Functional enrichment of differentially expressed proteins was determined using the GO-Elite (v1.2.5) python package as previously described (76,80). Briefly, GO-Elite Hs (human) databases were downloaded on or after June 2016. The set of all proteins identified in the proteomic analyses was used as the background. Z score and one tailed Fisher’s exact test (Benjamini-Hochberg FDR corrected) was used to assess the significance of the Z score. Peptides were collapsed to one gene symbol and each gene symbol was equally weighted regardless of the number of matching peptides. Z score cut-off of 1.96, P value cut off 0.01 and a minimum of 5 genes per ontology were used as filters prior to pruning the ontologies. Clustering analysis on differentially abundant phospho-modified peptides was performed with the R NMF package in Microsoft R open v3.3. Age, sex and PMI-regressed log₂ abundances were converted to Z scores (mean centered abundance, fold of standard deviation) and clustered with Euclidian distance metric, complete method of the hclust function called from NMF package aheatmap function.

Drosophila genetics

Flies were raised on molasses-based food grown at 20°C until eclosion and then placed at 25°C for 10 days. Fly strains were obtained from the Bloomington Drosophila Stock Center and from the FlyORF. The Drosophila ortholog of Human TBK1 is IKK-epsilon (IKKε or ik2) and is referred to in this manuscript as dTBK1. The Full genotypes of flies used are as follow. UAS-dTBK1-RNAi(P{TRIP.GL00160}attP2, BDSC_35266; Flybase ID: FBal0262637), UAS-dTBK1-cDNA (M{UAS-IKKε.ORF.3xHA}ZH-86Fb, FlyORF_F001016; Flybase ID: FBst0500628), and UAS-hTBK1-cDNA (PBac{UAS-hTBK1.HA}, FlyORF_77971; Flybase ID: FBst0077971). Elav^c155-Gal4 flies were used to drive expression of UAS lines pan-neuronally in the adult fly brain and the tauopathy model used in this manuscript expresses human mutant Tau (UAS-Tau^R406W) and human wild type Tau (UAS-Tau^WT) (62).

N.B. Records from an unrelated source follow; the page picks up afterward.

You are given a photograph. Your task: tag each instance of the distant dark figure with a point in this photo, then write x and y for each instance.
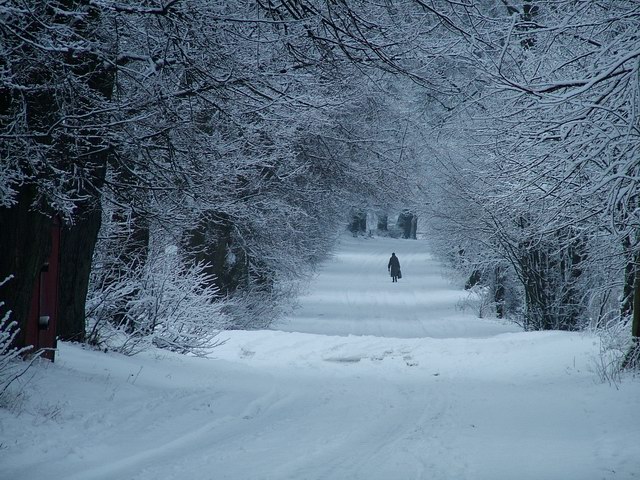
(394, 268)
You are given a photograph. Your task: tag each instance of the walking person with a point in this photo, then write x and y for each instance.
(394, 268)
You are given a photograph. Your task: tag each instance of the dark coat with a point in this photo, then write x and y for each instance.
(394, 266)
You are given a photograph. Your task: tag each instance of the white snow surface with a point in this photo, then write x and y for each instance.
(368, 380)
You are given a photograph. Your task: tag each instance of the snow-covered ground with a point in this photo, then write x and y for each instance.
(422, 391)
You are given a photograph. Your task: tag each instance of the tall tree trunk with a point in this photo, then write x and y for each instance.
(25, 239)
(499, 292)
(383, 222)
(76, 249)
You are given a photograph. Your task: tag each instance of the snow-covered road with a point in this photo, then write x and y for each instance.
(423, 391)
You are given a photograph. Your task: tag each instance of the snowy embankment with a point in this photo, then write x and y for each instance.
(456, 398)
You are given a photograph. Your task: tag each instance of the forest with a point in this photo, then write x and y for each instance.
(197, 157)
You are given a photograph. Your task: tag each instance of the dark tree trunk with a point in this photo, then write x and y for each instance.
(212, 242)
(632, 359)
(358, 223)
(626, 305)
(499, 292)
(77, 247)
(25, 237)
(408, 222)
(383, 223)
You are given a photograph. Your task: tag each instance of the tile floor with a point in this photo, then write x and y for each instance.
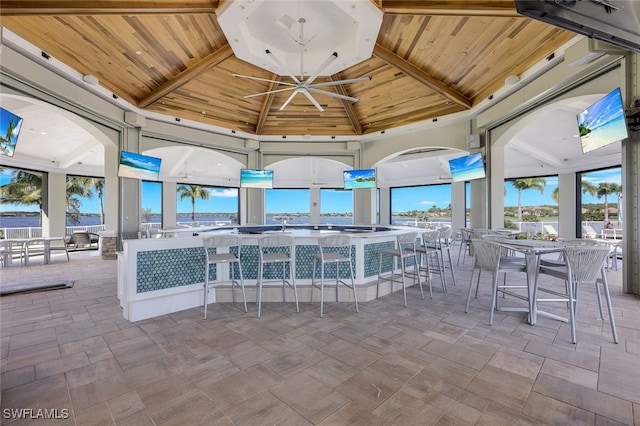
(70, 352)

Quantitative Real-Time PCR (qRT-PCR)

Total RNA was extracted from approximately 100 adult fly heads (for each genotype), equally divided between males and females. Frozen fly heads were homogenized in Trizol (Invitrogen, 15596026), treated with DNaseI (Promega, M6101), and total RNA was extracted using the RNeasy Micro Kit (QIAGEN, 74004). Following reverse transcription using the SuperScript III First-Strand Synthesis System (Invitrogen), qRT-PCR was performed using iQ SYBR Green Supermix (Bio-Rad) in a CFX96 Touch Real-Time PCR Detection System (Bio-Rad) with standard cycling parameters. Each reaction was performed in triplicate. RpL32 was used as a control for normalization of each sample to calculate delta cycle threshold (DCt) values.

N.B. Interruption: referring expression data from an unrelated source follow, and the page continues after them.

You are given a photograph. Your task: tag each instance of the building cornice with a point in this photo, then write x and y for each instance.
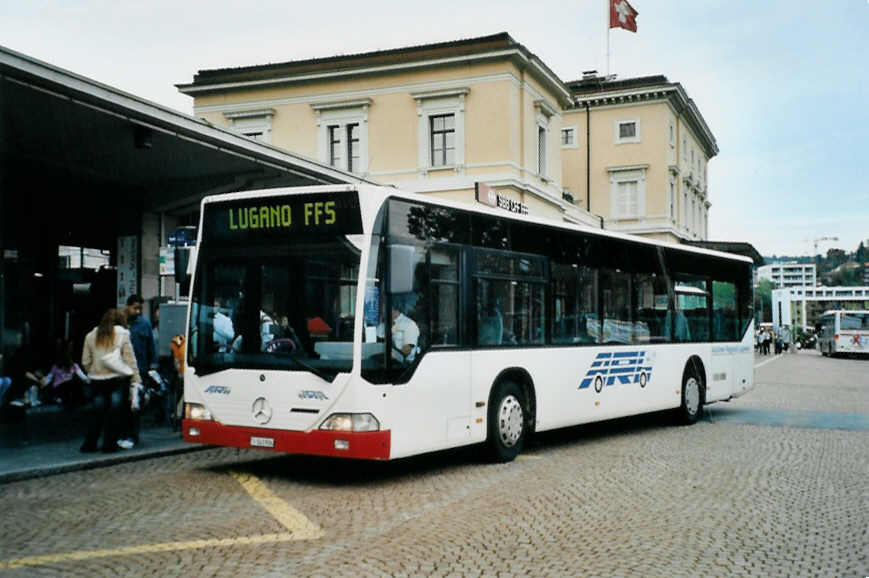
(521, 57)
(256, 113)
(338, 104)
(673, 93)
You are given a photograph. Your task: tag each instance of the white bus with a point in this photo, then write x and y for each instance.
(844, 332)
(361, 322)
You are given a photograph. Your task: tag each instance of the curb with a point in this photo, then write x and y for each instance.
(109, 460)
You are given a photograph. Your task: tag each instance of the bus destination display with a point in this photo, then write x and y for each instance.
(272, 217)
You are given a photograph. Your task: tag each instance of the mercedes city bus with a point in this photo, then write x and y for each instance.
(844, 333)
(362, 322)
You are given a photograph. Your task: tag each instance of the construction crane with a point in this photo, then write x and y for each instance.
(818, 240)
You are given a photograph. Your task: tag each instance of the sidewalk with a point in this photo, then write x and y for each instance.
(39, 456)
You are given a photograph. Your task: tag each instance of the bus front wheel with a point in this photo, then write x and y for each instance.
(507, 414)
(692, 395)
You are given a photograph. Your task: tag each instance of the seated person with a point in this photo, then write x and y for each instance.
(224, 331)
(65, 380)
(405, 337)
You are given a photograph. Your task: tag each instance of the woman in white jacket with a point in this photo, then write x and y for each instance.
(110, 379)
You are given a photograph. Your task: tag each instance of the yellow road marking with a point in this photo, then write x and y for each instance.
(300, 528)
(144, 549)
(294, 521)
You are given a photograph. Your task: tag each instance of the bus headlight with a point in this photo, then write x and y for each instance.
(351, 422)
(197, 411)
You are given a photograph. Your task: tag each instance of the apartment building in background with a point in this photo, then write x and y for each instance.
(803, 306)
(439, 118)
(789, 274)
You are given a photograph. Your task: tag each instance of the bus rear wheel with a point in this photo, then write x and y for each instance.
(507, 416)
(692, 395)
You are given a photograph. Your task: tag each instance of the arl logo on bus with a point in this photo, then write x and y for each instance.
(621, 367)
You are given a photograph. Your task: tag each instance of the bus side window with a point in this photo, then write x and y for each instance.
(443, 299)
(725, 320)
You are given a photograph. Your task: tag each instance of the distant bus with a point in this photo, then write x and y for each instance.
(844, 332)
(362, 322)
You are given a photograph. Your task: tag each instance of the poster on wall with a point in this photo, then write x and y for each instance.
(128, 268)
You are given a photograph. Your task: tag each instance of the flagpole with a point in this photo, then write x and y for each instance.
(606, 21)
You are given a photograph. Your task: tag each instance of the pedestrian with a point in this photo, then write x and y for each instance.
(110, 362)
(142, 339)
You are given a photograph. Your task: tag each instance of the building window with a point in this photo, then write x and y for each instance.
(443, 139)
(352, 147)
(671, 201)
(343, 134)
(441, 128)
(627, 131)
(628, 193)
(541, 151)
(334, 133)
(627, 201)
(685, 209)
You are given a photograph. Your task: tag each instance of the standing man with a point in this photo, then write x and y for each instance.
(142, 338)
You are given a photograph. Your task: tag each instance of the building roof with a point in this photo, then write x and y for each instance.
(495, 46)
(80, 132)
(597, 90)
(596, 84)
(735, 247)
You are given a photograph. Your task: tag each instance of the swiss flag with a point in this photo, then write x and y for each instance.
(623, 15)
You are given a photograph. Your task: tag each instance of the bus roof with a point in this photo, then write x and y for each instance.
(388, 191)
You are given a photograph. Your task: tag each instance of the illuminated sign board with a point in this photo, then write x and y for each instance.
(489, 196)
(263, 218)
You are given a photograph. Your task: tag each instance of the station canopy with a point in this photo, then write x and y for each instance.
(74, 149)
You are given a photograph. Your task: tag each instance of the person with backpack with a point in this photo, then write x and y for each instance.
(109, 360)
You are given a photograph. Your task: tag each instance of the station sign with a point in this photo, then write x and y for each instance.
(489, 196)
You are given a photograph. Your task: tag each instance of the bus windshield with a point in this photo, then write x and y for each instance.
(854, 321)
(275, 301)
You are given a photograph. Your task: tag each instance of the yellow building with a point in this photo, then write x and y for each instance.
(438, 118)
(648, 148)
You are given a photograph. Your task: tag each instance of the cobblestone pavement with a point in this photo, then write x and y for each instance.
(633, 497)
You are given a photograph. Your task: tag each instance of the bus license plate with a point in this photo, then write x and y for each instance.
(262, 442)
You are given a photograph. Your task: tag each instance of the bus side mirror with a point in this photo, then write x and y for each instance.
(401, 264)
(185, 258)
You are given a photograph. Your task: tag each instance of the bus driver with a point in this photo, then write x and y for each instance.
(405, 336)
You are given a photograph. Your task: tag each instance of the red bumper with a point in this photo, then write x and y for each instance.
(362, 445)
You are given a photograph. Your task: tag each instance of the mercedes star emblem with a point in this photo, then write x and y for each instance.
(262, 411)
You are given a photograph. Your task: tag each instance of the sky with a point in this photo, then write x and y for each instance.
(781, 84)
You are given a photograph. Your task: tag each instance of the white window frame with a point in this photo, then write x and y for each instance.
(342, 114)
(625, 175)
(545, 112)
(617, 125)
(684, 215)
(249, 122)
(437, 103)
(573, 129)
(671, 200)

Drosophila terminal deoxynucleotidyl transferase dUTP nick end labeling (TUNEL) Assay

TUNEL staining was performed using the FragEL DNA Fragmentation Detection Kit from Calbiochem (EMD Millipore). 10-day old adult fly brains were dissected in PBST and then fixed in 4% paraformaldehyde for 20 minutes on ice. Brains were washed with 1x phosphate-buffered saline with 0.1% Tween 20 (PBS-T) 4 times for 15 minutes and then blocked overnight with 5% normal goat serum (NGS) in PBS-T at 4°C. Brains were then incubated in 100 mM Sodium Citrate with 10% Triton x-100 for 30 minutes at 65 °C and then washed 3 times with PBST at room temperature. Brains were equilibrated for 15 minutes at room temperature, and then incubated in a 1:9 mixture of Terminal deoxynucleotidyl transferase (Tdt) enzyme and Tdt Labeling Buffer for 2-3 hours at 37 °C. Brains were washed 4 times for 15 minutes at room temperature and then mounted on slides with Vectashield (with DAPI). Images were acquired using Z stack with a 2.00 step at 20x using a SP8 Leica confocal microscope and apoptotic neurons were counted.

Drosophila electroretinograms (ERG)

ERG recordings were performed as previously described (81). In brief, 10-day old adult flies were anesthetized and glued to a glass slide, with electrodes placed on the corneal surface and the thorax. Flies were maintained in the dark for at least 1 min prior to stimulation using a train of alternating light/dark pulses. Retinal responses were recorded and analyzed using LabChart software (ADInstruments). At least eight flies were examined for each genotype.